Our prosthodontists often treat complex cases that are referred to us or are beyond the scope of practice for a general dentist. We are dedicated to treating and restoring your smile to its maximum appearance and function.
Crowns and bridges
A crown usually covers or caps a damaged tooth to protect it. Our prosthodontists will gently reshape the damaged tooth and then cover it with either an all-metal crown or a metal-free tooth-colored crown.
A bridge, sometimes called a fixed partial denture, replaces one or more missing teeth with crowns to represent artificial teeth. Our prosthodontists will carefully attach the bridge to adjacent natural teeth for a permanent, authentic replacement.
Dentures and partials
Dentures are removable prosthetics designed to replace natural teeth. Our prosthodontists can create complete removable dentures and partial removable dentures as well as implant-retained dentures (see below).

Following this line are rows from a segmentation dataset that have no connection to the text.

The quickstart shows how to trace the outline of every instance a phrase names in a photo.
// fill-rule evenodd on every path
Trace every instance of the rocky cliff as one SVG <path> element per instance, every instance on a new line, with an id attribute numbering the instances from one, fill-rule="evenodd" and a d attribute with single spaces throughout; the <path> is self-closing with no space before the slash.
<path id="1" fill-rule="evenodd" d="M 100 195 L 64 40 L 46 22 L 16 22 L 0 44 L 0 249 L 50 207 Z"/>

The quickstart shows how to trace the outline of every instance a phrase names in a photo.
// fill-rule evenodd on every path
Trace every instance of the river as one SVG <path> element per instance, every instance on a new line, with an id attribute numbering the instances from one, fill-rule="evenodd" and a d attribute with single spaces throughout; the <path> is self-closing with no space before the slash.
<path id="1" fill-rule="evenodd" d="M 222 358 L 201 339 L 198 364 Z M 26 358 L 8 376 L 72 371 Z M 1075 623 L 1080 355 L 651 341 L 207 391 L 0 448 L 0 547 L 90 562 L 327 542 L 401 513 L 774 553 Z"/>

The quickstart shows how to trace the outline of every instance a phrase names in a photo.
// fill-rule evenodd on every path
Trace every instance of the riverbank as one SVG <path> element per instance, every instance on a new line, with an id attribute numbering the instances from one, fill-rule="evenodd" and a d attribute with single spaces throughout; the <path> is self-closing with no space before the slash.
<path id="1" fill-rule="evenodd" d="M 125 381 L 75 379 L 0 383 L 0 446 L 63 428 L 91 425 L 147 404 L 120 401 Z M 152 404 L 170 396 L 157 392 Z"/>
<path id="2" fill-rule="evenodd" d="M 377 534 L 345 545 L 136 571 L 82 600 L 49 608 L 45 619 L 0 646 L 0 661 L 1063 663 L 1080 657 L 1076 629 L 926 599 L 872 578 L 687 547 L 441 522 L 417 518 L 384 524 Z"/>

Implants can be the solution When you find it difficult or impossible to wear a removable denture or need an alternative to conventional dentures implants might be for you. Similar to having a tooth extracted, the implant procedure is usually performed in two steps. First, a prosthodontist places the implant in the jaw where it remains for three to six months while healing takes place. The final crown, bridge, or denture is fabricated and attached after healing is complete. The prosthesis looks like natural teeth and is made by our prosthodontists to fit on top of one or more of the implants.
Many cleft lip and palate patients exhibit missing teeth in the area of the cleft and would benefit from a prosthodontist's care in the management of these areas. Although most cleft palates are now successfully closed surgically, there are patients who require an obturator to close the palatal defect, whether it is congenital or acquired. A prosthodontist possesses the skills necessary to fabricate an obturator that will improve the patient's speech and swallowing.